Tutorials for Testing and Fine-Tuning SpaBERT

This repository provides two Jupyter Notebooks for testing entity linking (one of the downstream tasks of SpaBERT) and fine-tuning procedure to train on geo-entities from other knowledge bases (e.g., World Historical Gazetteer)

The first step is cloning the SpaBERT repository onto your machine. Run the following line of code to do this.

git clone https://github.com/zekun-li/spabert.git

You will need to have IPython Kernel for Jupyter installed before running the code in this tutorial. Run the following line of code to ensure ipython is installed

pip install ipykernel

Before starting the jupyter notebooks run the following lines to make sure you have all required packages:

pip install requirements.txt

The requirements.txt file will be located in the spabert directory.

-spabert
 | - datasets
 | - experiments
 | - models
 | - models
 | - notebooks
 | - utils
 | - __init__.py
 | - README.md
 | - requirements.txt
 | - train_mlm.py

Installing Model Weights

Make sure you have git-lfs installed (https://git-lfs.com windows & mac) (https://github.com/git-lfs/git-lfs/blob/main/INSTALLING.md linux)
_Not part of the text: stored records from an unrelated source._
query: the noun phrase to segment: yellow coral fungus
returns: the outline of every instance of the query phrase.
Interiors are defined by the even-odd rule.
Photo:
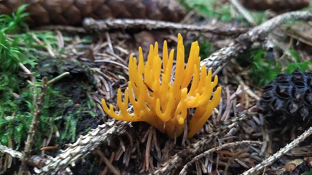
[[[190,138],[202,127],[212,110],[220,101],[221,87],[218,87],[210,97],[218,77],[211,82],[211,71],[204,66],[200,69],[199,47],[196,41],[192,44],[187,64],[184,66],[184,46],[181,34],[178,35],[176,72],[173,84],[170,83],[174,52],[168,53],[167,42],[164,42],[163,62],[159,56],[158,44],[150,45],[147,61],[144,64],[142,49],[139,48],[138,64],[132,56],[129,60],[128,88],[122,100],[121,90],[118,91],[117,104],[120,112],[114,112],[113,105],[107,107],[102,99],[104,111],[112,117],[127,121],[145,121],[170,138],[179,136],[187,124],[187,137]],[[188,89],[191,81],[192,83]],[[133,106],[133,113],[127,111],[129,101]],[[189,114],[189,108],[194,108]],[[185,123],[186,118],[188,119]]]

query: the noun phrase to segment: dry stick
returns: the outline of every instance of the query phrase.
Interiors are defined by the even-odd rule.
[[[127,128],[130,126],[130,122],[112,119],[96,129],[90,129],[86,135],[81,135],[75,142],[69,144],[66,149],[60,150],[59,154],[50,159],[36,172],[39,174],[55,174],[69,165],[74,166],[76,162],[85,158],[102,144],[109,145],[112,137],[125,134]]]
[[[237,35],[247,32],[249,28],[236,28],[220,27],[213,25],[186,25],[180,23],[147,19],[112,19],[95,20],[86,18],[83,22],[84,28],[88,31],[103,32],[113,29],[142,28],[148,30],[168,29],[210,32],[220,35]]]
[[[21,170],[23,174],[28,174],[26,161],[29,158],[29,154],[31,151],[31,147],[34,142],[34,137],[37,130],[37,126],[40,121],[40,117],[41,114],[41,108],[43,106],[44,97],[46,95],[45,91],[48,86],[47,81],[47,77],[43,77],[42,79],[42,85],[41,87],[41,92],[37,102],[37,107],[35,109],[31,124],[29,126],[27,141],[25,143],[24,152],[23,152],[23,154],[22,155]]]
[[[235,142],[228,143],[224,144],[222,144],[220,145],[217,147],[213,148],[206,151],[202,153],[201,154],[196,156],[194,157],[192,160],[189,161],[184,166],[182,170],[180,172],[179,175],[185,175],[187,173],[187,168],[188,166],[190,166],[192,163],[193,163],[195,161],[198,160],[200,158],[206,156],[206,155],[210,154],[213,152],[215,152],[218,150],[220,150],[222,149],[227,147],[230,147],[233,146],[237,146],[242,144],[261,144],[262,142],[259,141],[252,141],[252,140],[243,140],[240,141],[237,141]]]
[[[291,19],[295,20],[312,19],[312,14],[308,12],[293,12],[276,17],[254,28],[248,33],[242,35],[236,42],[232,43],[230,46],[220,49],[212,54],[209,57],[203,60],[201,62],[201,65],[205,65],[211,69],[216,69],[219,66],[229,61],[230,58],[239,55],[242,53],[242,52],[250,48],[252,43],[256,41],[259,41],[262,35],[282,24],[284,20]],[[144,21],[144,20],[140,20]],[[174,26],[175,27],[177,26],[176,25]],[[190,30],[185,28],[182,29]],[[233,125],[238,124],[238,122],[242,120],[249,118],[248,117],[247,115],[241,115],[240,117],[235,118],[232,120],[228,120],[225,123],[225,125],[221,126],[223,127],[226,126],[230,128],[231,127],[234,127],[232,126]],[[228,123],[230,123],[231,122],[233,123],[228,125]],[[116,124],[116,123],[119,124]],[[228,125],[226,126],[226,124]],[[97,148],[102,143],[108,145],[112,135],[117,134],[120,135],[124,134],[126,129],[130,125],[130,122],[122,122],[119,123],[115,120],[112,120],[103,125],[98,126],[97,128],[93,130],[92,131],[90,131],[87,135],[81,136],[81,138],[79,138],[74,143],[70,144],[68,148],[62,151],[62,152],[56,156],[56,157],[50,159],[51,161],[47,165],[39,170],[41,171],[40,174],[55,173],[60,170],[65,168],[69,164],[74,166],[76,161],[85,157],[91,151]],[[217,136],[221,132],[223,133],[223,131],[221,131],[222,130],[209,135],[211,136]],[[193,145],[193,146],[195,147],[194,147],[194,149],[191,150],[191,151],[196,152],[200,148],[198,147],[202,146],[207,141],[207,139],[203,139],[195,143]],[[175,159],[179,158],[177,156],[174,157]],[[179,165],[181,164],[177,161],[171,162],[170,161],[174,161],[174,160],[171,159],[170,161],[165,162],[162,167],[157,170],[155,174],[162,174],[162,172],[170,173],[170,171],[167,170],[174,169],[175,163]],[[173,165],[174,166],[171,166]]]
[[[266,21],[246,34],[241,35],[228,46],[219,49],[200,62],[201,66],[205,65],[208,69],[216,70],[227,63],[231,58],[237,57],[250,49],[256,42],[261,43],[265,40],[267,33],[289,20],[312,19],[312,13],[308,11],[288,12]]]
[[[263,160],[260,163],[249,169],[248,171],[242,173],[242,175],[255,174],[262,169],[270,165],[271,163],[281,157],[284,154],[294,148],[300,142],[304,140],[305,138],[311,135],[312,135],[312,126],[310,127],[308,130],[306,130],[303,133],[301,134],[298,138],[293,140],[293,141],[289,144],[287,144],[285,147],[276,152],[275,154]]]
[[[173,156],[172,158],[163,163],[162,166],[155,171],[153,174],[160,175],[172,173],[173,170],[183,166],[186,161],[188,161],[189,159],[192,158],[191,156],[193,155],[201,153],[200,152],[209,147],[210,145],[208,143],[211,140],[216,140],[231,129],[237,126],[242,121],[250,119],[254,114],[255,113],[248,113],[247,110],[245,110],[239,116],[226,121],[223,125],[217,126],[215,129],[216,132],[204,136],[197,140],[188,148],[180,151]]]

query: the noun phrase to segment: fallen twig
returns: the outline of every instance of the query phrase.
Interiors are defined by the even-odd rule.
[[[267,34],[276,27],[289,20],[307,20],[312,19],[312,13],[308,11],[291,12],[276,16],[246,34],[241,35],[228,46],[219,49],[200,62],[201,66],[206,66],[209,70],[215,70],[229,61],[237,57],[249,49],[257,42],[262,44]]]
[[[255,174],[257,172],[265,167],[270,165],[274,161],[281,157],[285,153],[294,148],[296,145],[297,145],[300,142],[304,140],[305,138],[311,135],[312,135],[312,126],[310,127],[308,130],[306,130],[303,133],[293,140],[293,141],[289,144],[287,144],[285,147],[276,152],[275,154],[263,160],[260,163],[249,169],[247,171],[242,173],[242,175]]]
[[[26,161],[29,158],[29,154],[31,151],[32,146],[34,142],[35,133],[37,130],[37,126],[40,121],[40,115],[41,114],[41,108],[43,106],[44,97],[46,95],[45,91],[48,86],[48,79],[46,77],[42,79],[42,85],[41,85],[41,92],[40,92],[38,101],[37,102],[37,107],[35,109],[33,119],[29,127],[27,141],[25,143],[25,146],[22,155],[22,165],[21,170],[23,174],[27,174]]]
[[[103,32],[113,29],[142,28],[148,30],[168,29],[209,32],[220,35],[238,35],[247,32],[249,28],[220,27],[215,25],[186,25],[162,21],[146,19],[112,19],[95,20],[86,18],[83,22],[84,28],[90,32]]]

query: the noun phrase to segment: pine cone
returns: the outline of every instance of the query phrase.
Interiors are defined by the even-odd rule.
[[[11,13],[24,4],[31,26],[79,25],[85,17],[148,19],[178,22],[185,15],[175,0],[0,0],[2,14]]]
[[[312,71],[279,74],[263,87],[258,106],[265,116],[279,123],[286,120],[308,122],[312,120]]]

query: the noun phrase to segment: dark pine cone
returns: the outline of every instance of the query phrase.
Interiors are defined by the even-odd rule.
[[[312,120],[312,71],[279,74],[263,87],[258,106],[265,116],[278,123],[304,120],[307,124]]]

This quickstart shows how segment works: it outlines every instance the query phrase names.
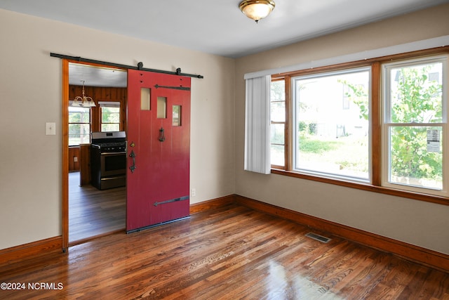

Please run the follow commands separately in the order to install pre-trained & fine-tuned model weights

git lfs install

git clone https://huggingface.co/knowledge-computing-lab/spabert-base-uncased

git clone https://huggingface.co/knowledge-computing-lab/spabert-base-uncased-finetuned-osm-mn

Once the model weight is installed, you'll see a file called mlm_mem_keeppos_ep0_iter06000_0.2936.pth and spabert-base-uncased-finetuned-osm-mn.pth Move these files to the tutorial_datasets folder. After moving them, the file structure should look like this:

- notebooks
  | - tutorial_datasets
  |   | - mlm_mem_keeppos_ep0_iter06000_0.2936.pth
  |   | - osm_mn.csv
  |   | - spabert_osm_mn.json
  |   | - spabert_whg_wikidata.json
  |   | - spabert_wikidata_sampled.json
  |   | - spabert-base-uncased-finetuned-osm-mn.pth
  | - README.md
  | - spabert-entity-linking.ipynb
  | - spabert-fine-tuning.ipynb
  | - WHGDataset.py

Jupyter Notebook Descriptions

spabert-fine-tuning.ipynb

This Jupyter Notebook provides on how to fine-tune spabert using point data from OpenStreetMap (OSM) in Minnesota. SpaBERT is pre-trained using data from California and London using OSM Point data. Instructions for pre-training your own model can be found on the spabert github Here are the steps to run:

Define which dataset you want to use (e.g., OSM in New York or Minnesota)
Read data from csv file and construct KDTree for computing nearest neighbors
Create dataset using KDTree for fine-tuning SpaBERT using the dataset you chose
Load pre-trained model
Load dataset using the SpaBERT data loader
Train model for 1 epoch using fine-tuning model and save

spabert-entity-linking.ipynb

This Jupyter Notebook provides on how to create an entity-linking dataset and how to perform entity-linking using SpaBERT. The dataset used here is a pre-matched dataset between World Historical Gazetteer (WHG) and Wikidata. The methods used to evaluate this model will be Hits@K and Mean Reciprocal Rank (MRR) Here are the steps to run:

Load fine-tuned model from previous Jupyter notebook
Load datasets using the WHG data loader
Calculate embeddings for whg and wikidata entities using SpaBERT
Calculate hits@1, Hits@5, Hits@10, and MRR

Dataset Descriptions

There are two types of tutorial datasets used for fine-tuning SpaBERT, CSV and JSON files.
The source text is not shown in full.